水玉。

水玉。

「いらっしゃーい……と、ああ、何だウリエルか」
武器屋『幻』の店主、ランディール=シェリア=セイリードは、店内に入ってきた人物を一瞥するなり、露骨に声の調子を変えた。
「よ」
ウリエルは片手をあげて挨拶する。
「シェイドだな。待ってろ」
ランディールが棚をまさぐりながら言うと、
「ん。最近運動不足だし、丁度良いかと思って取りに」
という答えが返ってきた。
それでも多分ウリエルの体型は、ランディールの捜しているものを預けに来た時と、殆ど変わっていないだろう。

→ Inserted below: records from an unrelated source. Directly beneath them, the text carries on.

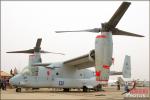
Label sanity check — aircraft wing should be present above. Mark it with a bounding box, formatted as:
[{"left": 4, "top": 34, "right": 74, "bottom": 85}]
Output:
[{"left": 64, "top": 51, "right": 95, "bottom": 69}]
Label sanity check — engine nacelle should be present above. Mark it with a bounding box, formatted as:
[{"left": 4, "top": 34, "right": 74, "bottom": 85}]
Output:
[{"left": 89, "top": 50, "right": 95, "bottom": 61}]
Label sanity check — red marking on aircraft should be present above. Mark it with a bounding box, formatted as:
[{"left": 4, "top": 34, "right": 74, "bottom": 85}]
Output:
[
  {"left": 96, "top": 71, "right": 101, "bottom": 76},
  {"left": 103, "top": 65, "right": 110, "bottom": 69},
  {"left": 96, "top": 35, "right": 107, "bottom": 38}
]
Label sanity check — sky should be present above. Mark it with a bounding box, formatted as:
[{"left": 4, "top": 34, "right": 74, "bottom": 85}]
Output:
[{"left": 1, "top": 1, "right": 149, "bottom": 80}]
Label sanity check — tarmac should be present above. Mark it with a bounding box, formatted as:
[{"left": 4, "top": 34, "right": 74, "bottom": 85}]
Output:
[{"left": 1, "top": 87, "right": 149, "bottom": 100}]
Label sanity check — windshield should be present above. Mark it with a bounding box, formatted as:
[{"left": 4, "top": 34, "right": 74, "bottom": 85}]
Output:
[{"left": 21, "top": 67, "right": 31, "bottom": 75}]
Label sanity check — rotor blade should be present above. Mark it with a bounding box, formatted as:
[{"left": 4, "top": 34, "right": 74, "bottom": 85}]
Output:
[
  {"left": 34, "top": 38, "right": 42, "bottom": 52},
  {"left": 112, "top": 28, "right": 144, "bottom": 37},
  {"left": 107, "top": 2, "right": 131, "bottom": 28},
  {"left": 56, "top": 28, "right": 101, "bottom": 33},
  {"left": 6, "top": 49, "right": 34, "bottom": 53},
  {"left": 40, "top": 50, "right": 65, "bottom": 55}
]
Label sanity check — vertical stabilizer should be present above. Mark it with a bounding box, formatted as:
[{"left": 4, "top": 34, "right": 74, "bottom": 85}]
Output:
[{"left": 122, "top": 55, "right": 131, "bottom": 78}]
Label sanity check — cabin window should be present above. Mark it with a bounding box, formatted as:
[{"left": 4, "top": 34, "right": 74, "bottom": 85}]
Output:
[
  {"left": 80, "top": 74, "right": 82, "bottom": 76},
  {"left": 56, "top": 72, "right": 59, "bottom": 76}
]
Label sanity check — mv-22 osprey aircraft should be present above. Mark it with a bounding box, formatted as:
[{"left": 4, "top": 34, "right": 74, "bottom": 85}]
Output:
[{"left": 8, "top": 2, "right": 143, "bottom": 92}]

「これな。メンテナンスで置いていったくせに、何で十年も取りに来忘れるかな」
ランディールが律儀な性格でなければどうするつもりだったのか。
「置いておくつもりだったから」
思った通りウリエルは確信犯だった。
「うちを倉庫にしないでくれよ」
ため息をついて『シェイド』を出す。布に包まれたそれをウリエルは受け取ると、二、三回振ってみている。
神槍、シェイド。今はもう希少な金属・オリハルコンで作成された、伝説の武器だ。
とは言いつつも、『幻』には貴重なオリハルコンの武具の在庫が結構ある。知る人ぞ知る名店、それが『幻』だ。

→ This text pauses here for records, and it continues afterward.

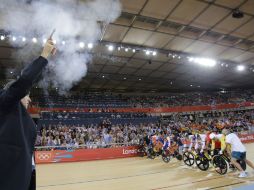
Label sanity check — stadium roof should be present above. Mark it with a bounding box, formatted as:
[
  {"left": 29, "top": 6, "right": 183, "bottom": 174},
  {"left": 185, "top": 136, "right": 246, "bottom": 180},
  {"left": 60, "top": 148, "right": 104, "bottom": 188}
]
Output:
[{"left": 0, "top": 0, "right": 254, "bottom": 91}]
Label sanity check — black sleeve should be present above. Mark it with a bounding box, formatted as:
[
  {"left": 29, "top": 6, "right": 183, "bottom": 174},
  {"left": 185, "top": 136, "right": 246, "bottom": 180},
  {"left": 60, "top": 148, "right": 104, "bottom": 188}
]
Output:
[{"left": 0, "top": 56, "right": 48, "bottom": 110}]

それらと比べても、やはり『シェイド』は最高の品なのだが。
「そういや、東の『幼女様』ってまだ生きてたんだってな」
この爺には分かるだろうが、生憎力の弱い自分には分からない事をランディールは問うてみる。
「生きてるよ、あの若作り」
お前もだろ。
そう言いかけたが口には出さず、心の中だけで呟いたはずだったのに、
「俺はあんな子供になろうとはしてない」
見透かされたように答えられた。
それから少しの沈黙。
「……ねえ、ランディ」
「何だ?」
「時間が流れるの、速いと思わない?」
「ああ」
早い。遅いとも言える、でも早い。人間にも、天使にも、悪魔にも、それは平等に流れてゆく。
只、自分たちは寿命が違うだけだ。
「……もしかして、人間のお気に入りでも出来たか?」
「うん」
素直に頷くウリエル。昔から変わらない性格をしている、とランディールは思う。
自分より千五百は年上なのに、それを余り感じさせない。
「まあ、頑張れよ、ウリエルの翁」
そう言うと睨まれた。やっぱり年は取っているようだった。